Ordered, That the Consideration of the said Petition be referred to the Committee, to whom the Petition of the Carriers and Waggoners travelling the Western Roads is referred.

State of the Nation— E. India Trade.

The House, according to the Order of the Day, resolved itself into a Committee of the whole House, to consider further of the State of the Nation, in relation to Trade; and particularly to the East-India Trade.

Mr. Speaker left the Chair.

Colonel Granvill took the Chair of the Committee.

Mr. Speaker resumed the Chair.

Colonel Granville reported from the said Committee, That they had made some Progress in the Matter to them referred; and had come to several Resolutions; which they had directed him to report, when the House will please to receive the same.

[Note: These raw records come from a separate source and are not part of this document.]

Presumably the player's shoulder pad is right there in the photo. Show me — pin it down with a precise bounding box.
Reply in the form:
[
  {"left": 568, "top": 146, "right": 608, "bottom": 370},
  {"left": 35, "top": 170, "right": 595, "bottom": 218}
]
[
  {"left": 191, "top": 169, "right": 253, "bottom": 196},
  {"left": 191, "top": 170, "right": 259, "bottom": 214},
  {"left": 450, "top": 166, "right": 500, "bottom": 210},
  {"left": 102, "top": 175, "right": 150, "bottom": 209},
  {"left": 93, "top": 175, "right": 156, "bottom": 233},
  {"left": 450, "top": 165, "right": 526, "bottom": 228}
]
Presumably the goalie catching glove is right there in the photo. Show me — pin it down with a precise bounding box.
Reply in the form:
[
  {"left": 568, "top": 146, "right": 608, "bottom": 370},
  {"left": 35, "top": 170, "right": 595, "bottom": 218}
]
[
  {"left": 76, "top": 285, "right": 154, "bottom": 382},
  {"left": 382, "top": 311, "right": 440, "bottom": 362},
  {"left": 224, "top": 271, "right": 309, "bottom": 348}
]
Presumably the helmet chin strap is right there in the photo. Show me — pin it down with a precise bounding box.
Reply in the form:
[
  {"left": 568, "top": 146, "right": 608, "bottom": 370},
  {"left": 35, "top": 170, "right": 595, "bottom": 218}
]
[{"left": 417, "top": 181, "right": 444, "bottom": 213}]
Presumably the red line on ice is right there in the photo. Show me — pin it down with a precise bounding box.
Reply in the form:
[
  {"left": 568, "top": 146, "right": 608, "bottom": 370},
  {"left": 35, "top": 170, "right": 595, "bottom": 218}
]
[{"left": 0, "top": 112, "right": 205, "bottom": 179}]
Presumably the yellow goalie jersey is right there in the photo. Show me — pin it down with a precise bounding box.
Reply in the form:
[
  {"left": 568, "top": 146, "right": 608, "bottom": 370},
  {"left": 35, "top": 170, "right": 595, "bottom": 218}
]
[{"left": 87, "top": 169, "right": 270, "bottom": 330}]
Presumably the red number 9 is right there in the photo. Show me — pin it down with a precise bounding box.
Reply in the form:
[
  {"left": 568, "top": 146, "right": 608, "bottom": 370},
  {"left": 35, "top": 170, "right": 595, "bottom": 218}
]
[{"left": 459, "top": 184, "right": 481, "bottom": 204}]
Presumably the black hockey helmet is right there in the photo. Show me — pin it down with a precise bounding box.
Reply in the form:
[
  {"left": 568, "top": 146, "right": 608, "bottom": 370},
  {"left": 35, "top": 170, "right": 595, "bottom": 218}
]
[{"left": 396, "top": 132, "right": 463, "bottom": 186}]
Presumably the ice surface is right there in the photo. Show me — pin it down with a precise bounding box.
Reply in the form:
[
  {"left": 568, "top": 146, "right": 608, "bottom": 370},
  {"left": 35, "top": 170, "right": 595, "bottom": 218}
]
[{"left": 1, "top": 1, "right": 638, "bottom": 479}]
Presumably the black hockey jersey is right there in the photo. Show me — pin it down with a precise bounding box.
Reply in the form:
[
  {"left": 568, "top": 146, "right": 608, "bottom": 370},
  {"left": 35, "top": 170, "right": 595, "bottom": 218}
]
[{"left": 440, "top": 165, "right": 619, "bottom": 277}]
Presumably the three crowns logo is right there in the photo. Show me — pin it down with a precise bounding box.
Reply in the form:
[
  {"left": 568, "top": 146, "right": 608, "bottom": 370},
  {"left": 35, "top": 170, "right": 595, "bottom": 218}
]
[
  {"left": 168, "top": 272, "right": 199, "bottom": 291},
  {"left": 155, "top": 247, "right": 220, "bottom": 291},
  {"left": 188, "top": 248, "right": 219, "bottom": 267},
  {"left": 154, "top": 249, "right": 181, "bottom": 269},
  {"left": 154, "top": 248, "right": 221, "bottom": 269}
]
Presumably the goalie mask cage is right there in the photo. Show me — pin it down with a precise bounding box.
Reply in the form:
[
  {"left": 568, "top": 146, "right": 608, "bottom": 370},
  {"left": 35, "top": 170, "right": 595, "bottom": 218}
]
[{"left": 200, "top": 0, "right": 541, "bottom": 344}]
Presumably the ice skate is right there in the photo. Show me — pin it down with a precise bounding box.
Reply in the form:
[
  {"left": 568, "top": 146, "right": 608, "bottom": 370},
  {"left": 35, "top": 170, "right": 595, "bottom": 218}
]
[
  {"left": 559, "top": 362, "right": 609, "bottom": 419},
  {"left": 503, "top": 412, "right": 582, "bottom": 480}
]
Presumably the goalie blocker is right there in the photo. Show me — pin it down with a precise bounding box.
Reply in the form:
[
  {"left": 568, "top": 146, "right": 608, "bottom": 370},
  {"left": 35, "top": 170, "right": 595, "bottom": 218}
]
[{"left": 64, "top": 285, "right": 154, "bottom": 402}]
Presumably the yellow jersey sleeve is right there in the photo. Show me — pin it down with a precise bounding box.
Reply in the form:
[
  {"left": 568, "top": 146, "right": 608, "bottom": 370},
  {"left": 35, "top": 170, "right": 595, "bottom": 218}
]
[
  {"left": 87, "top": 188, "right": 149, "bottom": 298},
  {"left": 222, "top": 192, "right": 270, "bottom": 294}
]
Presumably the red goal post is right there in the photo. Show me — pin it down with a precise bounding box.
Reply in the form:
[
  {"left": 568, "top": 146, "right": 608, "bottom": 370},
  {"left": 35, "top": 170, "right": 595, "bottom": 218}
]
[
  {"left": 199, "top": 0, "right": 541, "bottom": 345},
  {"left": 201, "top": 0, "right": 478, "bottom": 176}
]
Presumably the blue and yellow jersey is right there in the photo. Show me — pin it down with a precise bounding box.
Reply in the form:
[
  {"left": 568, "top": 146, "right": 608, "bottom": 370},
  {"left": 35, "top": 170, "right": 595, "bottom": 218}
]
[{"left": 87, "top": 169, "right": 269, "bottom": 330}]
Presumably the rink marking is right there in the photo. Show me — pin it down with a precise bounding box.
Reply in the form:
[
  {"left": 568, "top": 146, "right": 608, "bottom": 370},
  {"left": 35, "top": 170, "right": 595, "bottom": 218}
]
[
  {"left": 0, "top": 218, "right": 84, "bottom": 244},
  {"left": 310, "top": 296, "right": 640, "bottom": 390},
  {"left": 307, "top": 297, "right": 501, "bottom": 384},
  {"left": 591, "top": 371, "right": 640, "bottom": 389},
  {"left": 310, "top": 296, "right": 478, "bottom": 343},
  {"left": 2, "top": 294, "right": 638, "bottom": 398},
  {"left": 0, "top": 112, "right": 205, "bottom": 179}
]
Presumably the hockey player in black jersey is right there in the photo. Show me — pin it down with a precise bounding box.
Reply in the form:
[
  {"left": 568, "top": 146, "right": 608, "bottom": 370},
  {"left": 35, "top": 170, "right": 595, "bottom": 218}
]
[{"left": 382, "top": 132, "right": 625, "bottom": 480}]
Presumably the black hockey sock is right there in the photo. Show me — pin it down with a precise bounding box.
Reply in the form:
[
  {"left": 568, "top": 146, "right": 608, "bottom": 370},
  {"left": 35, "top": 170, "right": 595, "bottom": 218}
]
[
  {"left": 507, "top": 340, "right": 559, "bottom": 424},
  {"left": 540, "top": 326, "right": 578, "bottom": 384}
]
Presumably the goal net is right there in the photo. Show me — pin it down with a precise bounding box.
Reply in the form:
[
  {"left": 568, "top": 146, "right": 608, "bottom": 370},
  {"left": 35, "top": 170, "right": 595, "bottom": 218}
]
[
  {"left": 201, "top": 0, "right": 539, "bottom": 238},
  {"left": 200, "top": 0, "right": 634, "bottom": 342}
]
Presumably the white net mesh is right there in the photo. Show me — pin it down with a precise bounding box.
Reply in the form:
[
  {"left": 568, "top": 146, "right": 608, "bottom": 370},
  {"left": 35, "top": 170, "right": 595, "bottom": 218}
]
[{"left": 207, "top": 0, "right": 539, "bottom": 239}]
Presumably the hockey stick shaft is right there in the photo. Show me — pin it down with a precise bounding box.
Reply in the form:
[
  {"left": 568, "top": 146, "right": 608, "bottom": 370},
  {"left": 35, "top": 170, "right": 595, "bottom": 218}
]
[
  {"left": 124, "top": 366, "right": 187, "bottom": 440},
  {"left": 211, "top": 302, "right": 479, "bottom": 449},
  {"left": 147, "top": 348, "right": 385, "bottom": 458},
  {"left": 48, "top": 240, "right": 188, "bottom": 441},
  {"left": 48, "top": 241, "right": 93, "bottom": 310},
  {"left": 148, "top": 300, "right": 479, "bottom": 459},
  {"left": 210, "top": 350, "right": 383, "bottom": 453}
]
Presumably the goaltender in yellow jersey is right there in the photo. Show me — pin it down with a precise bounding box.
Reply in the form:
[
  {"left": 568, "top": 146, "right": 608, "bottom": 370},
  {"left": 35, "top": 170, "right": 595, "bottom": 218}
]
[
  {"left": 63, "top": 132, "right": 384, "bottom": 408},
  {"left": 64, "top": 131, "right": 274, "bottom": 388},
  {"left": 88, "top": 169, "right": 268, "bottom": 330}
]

Ordered, That the Report be made upon Thursday Morning next.

Colonel Granvill also acquainted the House, That he was directed by the said Committee to move, That they may have Leave to sit again.

Resolved, That this House will, upon Tuesday Morning next, after the said Report, resolve itself into a Committee of the whole House, to consider further of the State of the Nation, in relation to Trade; and particularly to the East-India Trade.

Committees.

Ordered, That all Committees be adjourned.

And then the House adjourned till To-morrow Morning, Nine a Clock.